Jumat, 29 April 2016

masih betah disini

Aku tak pernah menyangka semua ini akan terjadi. 
Jika aku boleh berharap, 
Aku lebih ingin kita seperti 9 tahun lalu. 
Tak mengenal cinta. 
Yang ada hanya kita yang terus memperjuangkan persahabatan yang kita punya. –Niki 
Minggu, 4 Januari 2014 
Pagi itu, mentari bersinar dengan terik. Namun, tetap ada awan yang sedikit mengahalangi teriknya sinar mentari. Aku terduduk disebuah bangku taman yang masih sejuk. Bahkan, embun masih melembabi dedaunan bunga-bunga ditaman ini.  Disampingku, terduduk seseorang yang selama Sembilan tahun belakangan ini selalu bersamaku. Setiap saat. Tidak pernah tidak. Adrian. Sahabatku, sahabat baikku. Tapi saat ini, apa dia benar-benar hanya sahabatku? Tuluskah aku saat mengenalkannya pada mereka –teman-temanku hanya sebatas sahabat? Aku ... kurang.... yakin..

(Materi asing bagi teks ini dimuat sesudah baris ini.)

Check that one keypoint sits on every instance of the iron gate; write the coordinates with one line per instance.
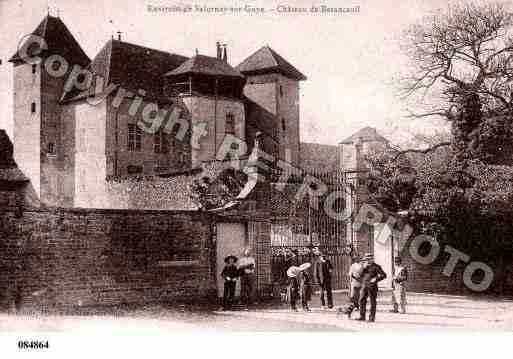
(306, 227)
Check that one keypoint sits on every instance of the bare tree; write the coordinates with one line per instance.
(462, 57)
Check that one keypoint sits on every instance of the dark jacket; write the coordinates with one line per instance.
(230, 271)
(305, 288)
(372, 271)
(322, 271)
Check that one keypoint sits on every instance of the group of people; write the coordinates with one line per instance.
(242, 269)
(364, 276)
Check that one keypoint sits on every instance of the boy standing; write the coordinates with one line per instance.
(229, 274)
(322, 273)
(372, 274)
(398, 289)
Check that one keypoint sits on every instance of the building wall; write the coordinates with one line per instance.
(91, 257)
(118, 119)
(90, 160)
(27, 125)
(67, 149)
(54, 172)
(280, 96)
(206, 110)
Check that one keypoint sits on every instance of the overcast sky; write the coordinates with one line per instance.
(352, 60)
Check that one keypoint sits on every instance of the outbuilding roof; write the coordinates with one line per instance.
(266, 60)
(206, 65)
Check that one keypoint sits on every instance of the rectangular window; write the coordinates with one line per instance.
(134, 137)
(160, 142)
(230, 124)
(133, 170)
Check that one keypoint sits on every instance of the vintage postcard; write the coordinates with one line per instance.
(254, 166)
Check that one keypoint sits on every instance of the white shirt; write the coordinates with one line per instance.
(355, 271)
(246, 261)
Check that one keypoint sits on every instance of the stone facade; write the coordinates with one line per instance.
(90, 257)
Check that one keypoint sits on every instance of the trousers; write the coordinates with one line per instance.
(368, 291)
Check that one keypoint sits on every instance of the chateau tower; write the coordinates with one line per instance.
(38, 130)
(273, 83)
(212, 92)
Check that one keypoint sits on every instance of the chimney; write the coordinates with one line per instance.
(218, 47)
(225, 55)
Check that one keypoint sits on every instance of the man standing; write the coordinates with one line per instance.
(372, 274)
(248, 278)
(322, 273)
(355, 282)
(398, 289)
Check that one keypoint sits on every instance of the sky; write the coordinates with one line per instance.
(352, 60)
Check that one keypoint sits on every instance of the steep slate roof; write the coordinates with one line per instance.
(59, 41)
(206, 65)
(267, 60)
(366, 134)
(132, 67)
(9, 171)
(318, 157)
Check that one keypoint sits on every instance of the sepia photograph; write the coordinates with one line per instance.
(218, 171)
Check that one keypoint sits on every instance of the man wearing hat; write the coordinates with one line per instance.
(293, 288)
(322, 273)
(229, 274)
(372, 273)
(398, 289)
(355, 283)
(248, 277)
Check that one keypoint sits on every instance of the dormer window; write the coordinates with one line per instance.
(230, 124)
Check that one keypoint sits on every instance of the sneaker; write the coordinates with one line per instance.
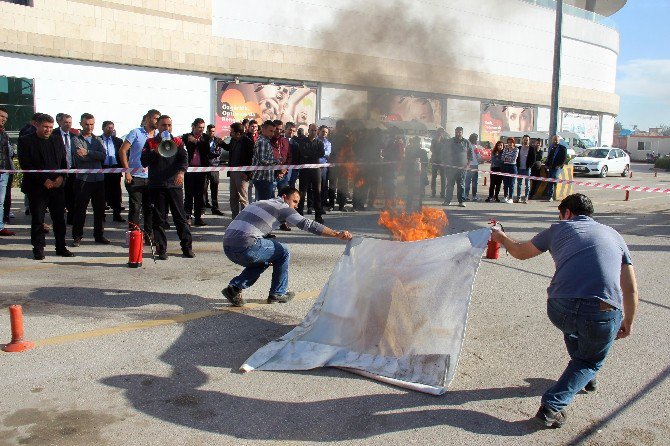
(550, 418)
(280, 298)
(102, 240)
(234, 295)
(188, 253)
(591, 386)
(64, 252)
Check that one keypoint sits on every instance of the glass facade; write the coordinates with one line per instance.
(17, 95)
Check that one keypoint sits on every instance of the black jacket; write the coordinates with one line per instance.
(529, 161)
(31, 156)
(557, 156)
(163, 171)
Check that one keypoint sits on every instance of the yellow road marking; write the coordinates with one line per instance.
(176, 319)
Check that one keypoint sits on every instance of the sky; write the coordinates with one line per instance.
(643, 73)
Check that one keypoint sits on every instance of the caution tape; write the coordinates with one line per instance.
(134, 170)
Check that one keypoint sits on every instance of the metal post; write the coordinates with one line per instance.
(556, 78)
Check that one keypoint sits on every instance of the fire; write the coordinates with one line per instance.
(429, 223)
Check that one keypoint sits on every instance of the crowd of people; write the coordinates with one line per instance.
(367, 161)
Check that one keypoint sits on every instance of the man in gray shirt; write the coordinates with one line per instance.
(592, 296)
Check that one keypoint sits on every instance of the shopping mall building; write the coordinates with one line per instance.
(485, 65)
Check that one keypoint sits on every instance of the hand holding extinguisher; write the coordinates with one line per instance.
(493, 247)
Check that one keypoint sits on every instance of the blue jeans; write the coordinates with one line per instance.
(4, 180)
(264, 189)
(553, 172)
(588, 333)
(256, 259)
(519, 180)
(508, 182)
(471, 179)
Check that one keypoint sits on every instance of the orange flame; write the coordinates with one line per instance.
(429, 223)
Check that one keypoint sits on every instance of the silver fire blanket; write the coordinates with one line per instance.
(392, 311)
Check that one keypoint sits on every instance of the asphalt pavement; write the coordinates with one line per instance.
(150, 356)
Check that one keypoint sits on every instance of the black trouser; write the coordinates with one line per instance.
(85, 192)
(212, 180)
(113, 191)
(8, 198)
(69, 196)
(437, 170)
(310, 180)
(161, 198)
(194, 184)
(139, 200)
(39, 201)
(496, 181)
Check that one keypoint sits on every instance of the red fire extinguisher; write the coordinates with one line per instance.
(493, 248)
(135, 246)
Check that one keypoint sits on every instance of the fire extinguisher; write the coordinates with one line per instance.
(135, 246)
(493, 248)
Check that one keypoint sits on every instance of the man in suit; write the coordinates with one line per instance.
(112, 144)
(65, 134)
(40, 151)
(166, 178)
(556, 158)
(88, 154)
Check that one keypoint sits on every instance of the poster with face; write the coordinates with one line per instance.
(262, 102)
(394, 107)
(502, 118)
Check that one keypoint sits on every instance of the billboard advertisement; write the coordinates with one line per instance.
(502, 118)
(586, 126)
(262, 101)
(395, 107)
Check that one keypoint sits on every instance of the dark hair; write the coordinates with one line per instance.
(236, 127)
(43, 117)
(578, 204)
(288, 190)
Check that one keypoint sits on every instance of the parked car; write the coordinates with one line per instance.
(483, 153)
(602, 161)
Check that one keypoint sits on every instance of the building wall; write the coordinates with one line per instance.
(490, 49)
(112, 92)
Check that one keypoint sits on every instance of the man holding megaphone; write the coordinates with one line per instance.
(166, 158)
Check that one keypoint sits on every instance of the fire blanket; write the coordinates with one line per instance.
(392, 311)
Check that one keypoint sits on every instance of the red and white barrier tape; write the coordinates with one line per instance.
(313, 166)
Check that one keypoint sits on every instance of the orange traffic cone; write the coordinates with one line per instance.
(16, 319)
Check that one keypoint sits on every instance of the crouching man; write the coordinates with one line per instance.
(594, 281)
(244, 244)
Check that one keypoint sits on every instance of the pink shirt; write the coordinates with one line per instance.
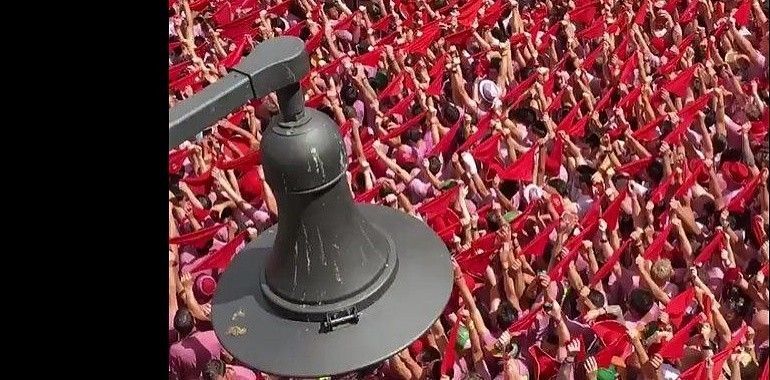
(188, 357)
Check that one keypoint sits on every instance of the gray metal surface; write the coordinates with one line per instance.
(284, 347)
(273, 64)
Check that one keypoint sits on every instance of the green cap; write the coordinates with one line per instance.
(606, 373)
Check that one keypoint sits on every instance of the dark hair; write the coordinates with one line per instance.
(655, 171)
(378, 81)
(472, 375)
(666, 126)
(593, 141)
(348, 94)
(434, 164)
(183, 322)
(349, 112)
(750, 370)
(494, 63)
(731, 154)
(525, 115)
(569, 64)
(737, 301)
(585, 173)
(523, 73)
(493, 222)
(362, 47)
(539, 128)
(506, 315)
(428, 354)
(739, 221)
(499, 33)
(435, 370)
(328, 5)
(205, 201)
(559, 185)
(625, 224)
(551, 336)
(412, 135)
(451, 113)
(596, 297)
(214, 368)
(227, 212)
(178, 194)
(640, 301)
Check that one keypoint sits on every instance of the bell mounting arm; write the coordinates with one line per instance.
(276, 64)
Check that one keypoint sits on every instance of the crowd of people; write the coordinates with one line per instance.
(598, 170)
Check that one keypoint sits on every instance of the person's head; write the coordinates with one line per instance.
(331, 10)
(509, 188)
(215, 370)
(559, 186)
(428, 355)
(348, 94)
(661, 271)
(506, 315)
(640, 301)
(594, 300)
(585, 172)
(626, 224)
(434, 165)
(523, 115)
(539, 129)
(737, 304)
(183, 322)
(379, 80)
(450, 113)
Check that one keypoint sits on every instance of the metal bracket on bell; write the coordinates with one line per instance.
(334, 320)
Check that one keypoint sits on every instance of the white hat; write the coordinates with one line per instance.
(488, 90)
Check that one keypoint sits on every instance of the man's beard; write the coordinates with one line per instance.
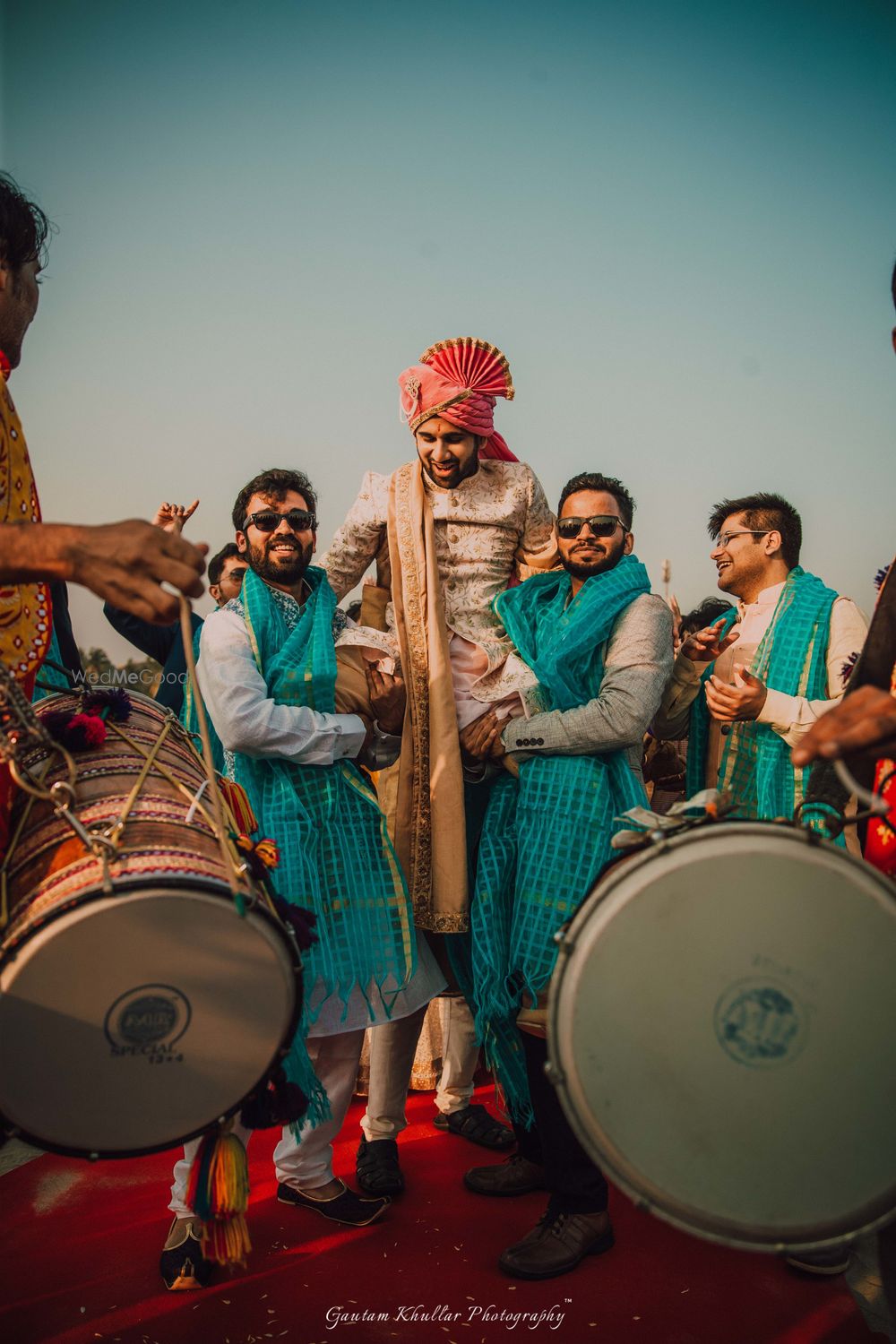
(285, 569)
(599, 564)
(460, 473)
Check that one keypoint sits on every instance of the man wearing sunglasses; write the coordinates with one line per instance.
(598, 650)
(748, 687)
(268, 672)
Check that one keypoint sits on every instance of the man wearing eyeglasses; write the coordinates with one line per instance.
(268, 674)
(748, 687)
(598, 650)
(447, 531)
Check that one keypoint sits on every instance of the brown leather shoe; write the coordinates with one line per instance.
(556, 1245)
(514, 1175)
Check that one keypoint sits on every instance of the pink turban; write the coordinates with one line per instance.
(460, 381)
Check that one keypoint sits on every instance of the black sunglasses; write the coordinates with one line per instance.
(268, 521)
(602, 524)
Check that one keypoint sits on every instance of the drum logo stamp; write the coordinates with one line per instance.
(148, 1021)
(761, 1024)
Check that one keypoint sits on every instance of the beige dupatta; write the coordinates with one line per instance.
(430, 831)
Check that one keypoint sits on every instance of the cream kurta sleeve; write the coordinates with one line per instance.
(358, 540)
(538, 547)
(673, 717)
(793, 715)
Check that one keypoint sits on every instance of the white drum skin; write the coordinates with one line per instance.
(721, 1032)
(134, 1021)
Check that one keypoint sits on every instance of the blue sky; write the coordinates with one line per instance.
(677, 220)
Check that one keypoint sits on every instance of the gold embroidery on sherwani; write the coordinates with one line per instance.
(430, 776)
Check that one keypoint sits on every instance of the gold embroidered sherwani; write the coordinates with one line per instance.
(444, 554)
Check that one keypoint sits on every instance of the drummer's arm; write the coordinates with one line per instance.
(245, 717)
(358, 540)
(637, 667)
(793, 715)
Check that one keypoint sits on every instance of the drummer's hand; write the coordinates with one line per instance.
(708, 644)
(171, 518)
(742, 701)
(387, 698)
(676, 623)
(125, 564)
(864, 723)
(481, 739)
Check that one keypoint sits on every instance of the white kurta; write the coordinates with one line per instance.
(247, 720)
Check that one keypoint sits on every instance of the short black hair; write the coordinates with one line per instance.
(23, 226)
(608, 484)
(274, 484)
(705, 613)
(218, 562)
(764, 513)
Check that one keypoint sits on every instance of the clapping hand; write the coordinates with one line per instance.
(387, 698)
(481, 739)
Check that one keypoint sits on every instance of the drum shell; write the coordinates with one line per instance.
(650, 980)
(107, 975)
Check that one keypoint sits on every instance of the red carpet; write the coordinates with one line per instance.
(82, 1246)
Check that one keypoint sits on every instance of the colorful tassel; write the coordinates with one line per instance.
(109, 703)
(75, 731)
(220, 1196)
(277, 1102)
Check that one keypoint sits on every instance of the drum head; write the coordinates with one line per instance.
(723, 1035)
(134, 1021)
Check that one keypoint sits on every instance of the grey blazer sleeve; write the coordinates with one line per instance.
(637, 667)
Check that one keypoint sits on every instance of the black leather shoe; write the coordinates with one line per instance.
(476, 1124)
(183, 1265)
(556, 1245)
(376, 1167)
(346, 1207)
(516, 1175)
(820, 1263)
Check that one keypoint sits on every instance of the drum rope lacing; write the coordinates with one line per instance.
(234, 871)
(22, 731)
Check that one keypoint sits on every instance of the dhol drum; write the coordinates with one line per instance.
(136, 1004)
(721, 1031)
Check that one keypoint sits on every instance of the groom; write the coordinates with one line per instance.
(599, 647)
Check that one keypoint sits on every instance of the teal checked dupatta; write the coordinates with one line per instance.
(547, 836)
(336, 857)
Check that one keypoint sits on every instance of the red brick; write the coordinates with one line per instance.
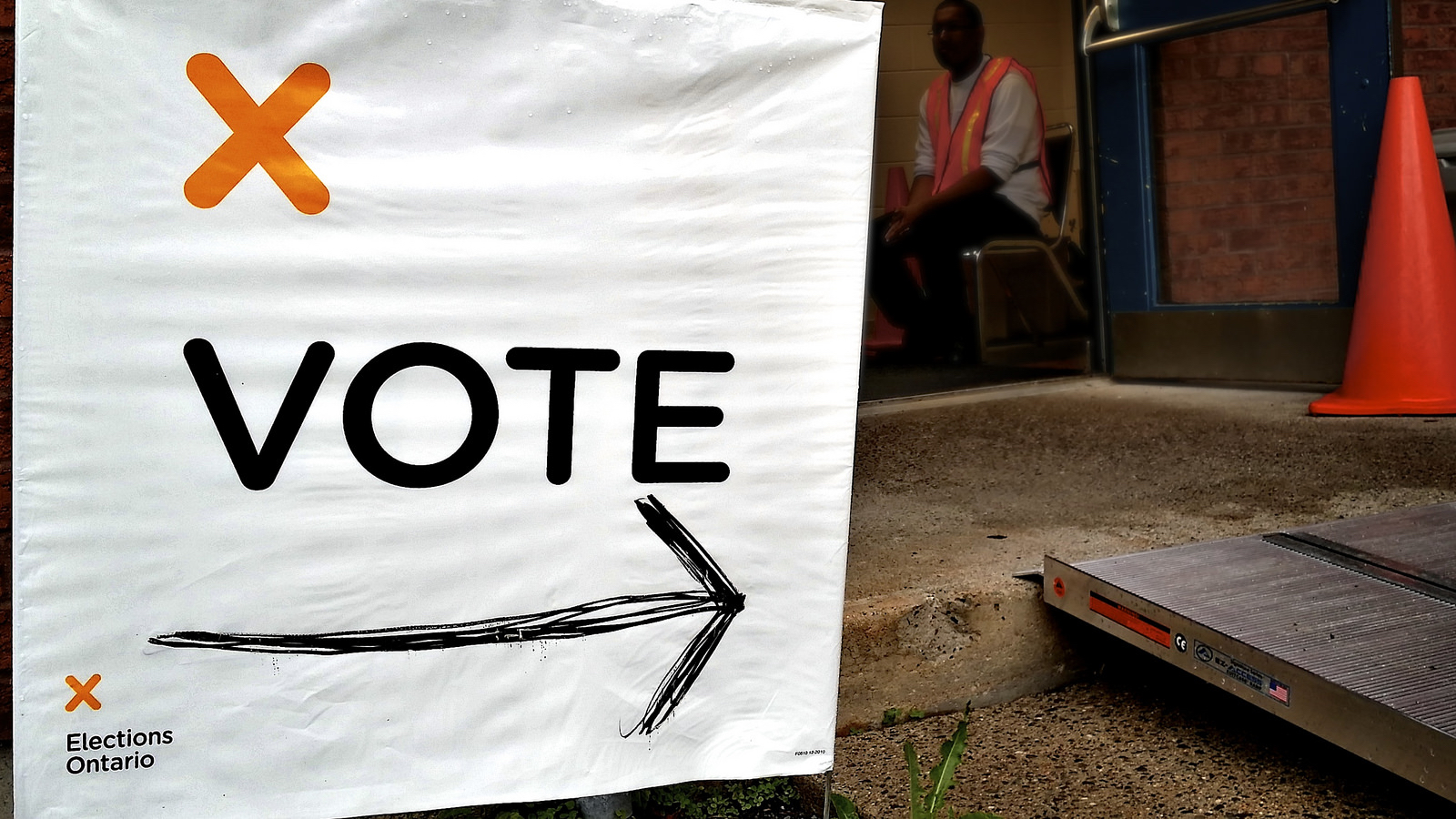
(1249, 140)
(1269, 65)
(1228, 216)
(1191, 145)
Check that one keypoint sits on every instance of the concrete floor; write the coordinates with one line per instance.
(956, 494)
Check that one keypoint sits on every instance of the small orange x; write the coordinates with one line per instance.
(258, 133)
(84, 693)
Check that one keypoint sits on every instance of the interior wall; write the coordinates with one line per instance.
(1036, 33)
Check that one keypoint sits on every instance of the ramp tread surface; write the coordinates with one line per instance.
(1380, 640)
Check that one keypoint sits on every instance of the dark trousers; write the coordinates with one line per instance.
(936, 315)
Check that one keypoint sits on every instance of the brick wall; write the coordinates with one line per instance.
(1242, 155)
(6, 244)
(1429, 38)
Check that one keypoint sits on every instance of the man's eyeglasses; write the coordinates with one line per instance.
(950, 28)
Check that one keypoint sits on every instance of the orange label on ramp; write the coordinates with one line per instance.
(1127, 618)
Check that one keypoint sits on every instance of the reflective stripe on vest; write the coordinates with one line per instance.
(958, 149)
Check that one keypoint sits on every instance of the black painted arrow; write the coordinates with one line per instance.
(718, 595)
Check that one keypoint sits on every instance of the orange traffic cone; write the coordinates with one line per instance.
(1402, 344)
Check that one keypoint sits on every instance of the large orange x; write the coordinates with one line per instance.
(258, 133)
(84, 693)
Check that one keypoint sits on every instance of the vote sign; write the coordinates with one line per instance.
(431, 402)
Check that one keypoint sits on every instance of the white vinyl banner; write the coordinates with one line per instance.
(431, 402)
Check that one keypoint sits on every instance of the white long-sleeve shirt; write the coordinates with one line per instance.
(1011, 142)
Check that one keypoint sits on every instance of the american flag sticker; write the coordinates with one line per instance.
(1279, 691)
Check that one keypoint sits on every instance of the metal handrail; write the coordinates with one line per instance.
(1190, 28)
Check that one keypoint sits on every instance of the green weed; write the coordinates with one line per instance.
(928, 800)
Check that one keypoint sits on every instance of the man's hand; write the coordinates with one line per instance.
(905, 217)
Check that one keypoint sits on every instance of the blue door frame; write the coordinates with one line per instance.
(1359, 76)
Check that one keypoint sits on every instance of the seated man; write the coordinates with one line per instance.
(979, 175)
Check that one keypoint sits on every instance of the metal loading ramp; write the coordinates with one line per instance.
(1346, 629)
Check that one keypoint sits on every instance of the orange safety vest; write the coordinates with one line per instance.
(958, 149)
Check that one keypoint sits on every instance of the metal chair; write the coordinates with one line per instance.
(1026, 283)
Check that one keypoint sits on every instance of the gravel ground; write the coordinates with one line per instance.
(1139, 739)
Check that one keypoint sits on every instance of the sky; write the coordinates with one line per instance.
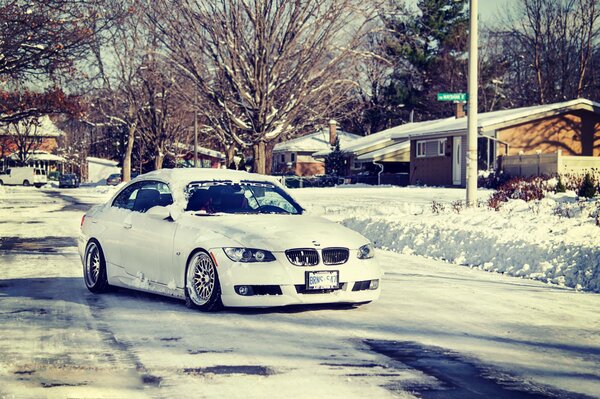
(490, 9)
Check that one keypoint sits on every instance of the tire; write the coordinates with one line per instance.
(203, 289)
(94, 268)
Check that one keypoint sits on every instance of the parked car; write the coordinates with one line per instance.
(222, 237)
(25, 176)
(68, 180)
(54, 175)
(113, 179)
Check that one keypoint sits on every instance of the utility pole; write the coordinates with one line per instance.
(196, 131)
(472, 107)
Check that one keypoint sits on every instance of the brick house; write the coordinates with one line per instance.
(560, 137)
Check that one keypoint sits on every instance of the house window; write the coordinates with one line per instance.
(442, 147)
(421, 147)
(431, 148)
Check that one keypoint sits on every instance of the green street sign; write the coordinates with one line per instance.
(461, 97)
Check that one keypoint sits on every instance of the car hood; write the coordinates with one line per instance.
(280, 232)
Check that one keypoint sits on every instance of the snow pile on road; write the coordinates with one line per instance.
(554, 240)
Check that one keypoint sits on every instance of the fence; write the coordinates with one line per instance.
(547, 164)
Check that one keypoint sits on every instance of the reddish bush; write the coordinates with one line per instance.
(530, 189)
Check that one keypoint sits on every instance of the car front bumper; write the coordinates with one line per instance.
(291, 281)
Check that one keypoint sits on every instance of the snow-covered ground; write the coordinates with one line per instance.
(58, 340)
(554, 240)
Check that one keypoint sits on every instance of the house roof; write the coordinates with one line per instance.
(315, 142)
(102, 161)
(401, 149)
(39, 155)
(201, 150)
(488, 121)
(46, 128)
(377, 140)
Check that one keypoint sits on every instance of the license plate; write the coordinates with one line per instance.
(325, 280)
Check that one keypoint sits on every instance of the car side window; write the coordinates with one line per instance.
(126, 199)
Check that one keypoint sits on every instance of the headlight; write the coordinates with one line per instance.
(366, 251)
(248, 255)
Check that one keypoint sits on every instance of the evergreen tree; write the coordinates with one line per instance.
(335, 161)
(588, 187)
(560, 186)
(429, 49)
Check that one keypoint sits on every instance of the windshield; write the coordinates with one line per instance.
(244, 197)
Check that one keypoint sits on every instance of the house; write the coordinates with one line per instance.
(98, 169)
(553, 138)
(296, 155)
(207, 158)
(36, 141)
(378, 158)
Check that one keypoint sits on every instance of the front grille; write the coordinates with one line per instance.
(335, 256)
(301, 289)
(361, 285)
(303, 256)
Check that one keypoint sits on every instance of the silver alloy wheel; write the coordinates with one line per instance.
(201, 278)
(92, 264)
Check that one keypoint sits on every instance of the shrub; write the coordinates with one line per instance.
(493, 181)
(587, 188)
(530, 189)
(560, 186)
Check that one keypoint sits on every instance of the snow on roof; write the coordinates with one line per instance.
(377, 139)
(492, 120)
(201, 150)
(186, 175)
(39, 155)
(315, 142)
(102, 161)
(46, 128)
(379, 155)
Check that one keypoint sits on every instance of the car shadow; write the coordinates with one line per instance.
(73, 289)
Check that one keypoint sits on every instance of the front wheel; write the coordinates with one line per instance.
(94, 268)
(203, 290)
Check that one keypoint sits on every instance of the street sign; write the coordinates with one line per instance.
(453, 97)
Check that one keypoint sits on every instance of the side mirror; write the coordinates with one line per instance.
(159, 212)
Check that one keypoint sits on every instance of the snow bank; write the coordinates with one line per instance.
(555, 240)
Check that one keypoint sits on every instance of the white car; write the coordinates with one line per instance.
(220, 237)
(26, 176)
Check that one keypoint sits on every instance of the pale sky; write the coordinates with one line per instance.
(490, 9)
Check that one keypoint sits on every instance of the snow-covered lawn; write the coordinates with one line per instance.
(554, 240)
(58, 340)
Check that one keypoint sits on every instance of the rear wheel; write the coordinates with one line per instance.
(94, 268)
(203, 289)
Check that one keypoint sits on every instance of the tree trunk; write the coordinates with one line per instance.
(229, 154)
(158, 160)
(128, 151)
(259, 157)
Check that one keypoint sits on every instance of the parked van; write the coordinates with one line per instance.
(26, 176)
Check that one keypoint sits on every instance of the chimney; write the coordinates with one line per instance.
(459, 110)
(332, 132)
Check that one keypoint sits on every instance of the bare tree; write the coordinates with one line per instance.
(263, 69)
(549, 45)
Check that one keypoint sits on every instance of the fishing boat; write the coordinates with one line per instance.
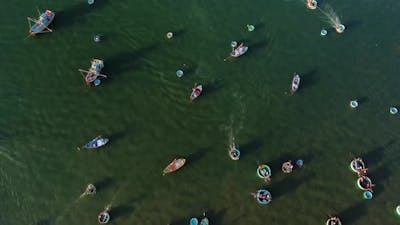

“Kamu masih betah disini, ki? Matahari udah mulai terik, nih!” Adrian menggerutu. Sembari menatapku tajam namun tak ada arti. 
Deg! 
Sembilan tahun lalu, ketika aku dan dia masih berumur lima tahun aku selalu membenci tatapan ini. Aku selalu memukul atau paling baiknya mengomel ketika Adrian menatapku seperti ini. Namun sekarang, semua berbeda. Entah aku atau Adrian yang berubah aku tak tahu. Yang jelas, aku selalu ingin bertahan dalam waktu ini saat dia menatapku. 
        
“Niki! Kok malah melamun, sih!” 
        
“Eh, em... maaf. Ya udah, ayo pulang. Aku juga udah laper. Hehe...” 
Adrian tak bicara lagi. Dia beranjak lalu menggaet tanganku untuk segera meninggalkan taman ini. hatiku berdesir. Dalam diam, aku meresapi kebahagiaan ini. Tanpa siapapun boleh mengetahui kebahagiaanku. Hanya aku dan Tuhan. Tak ada yang lain.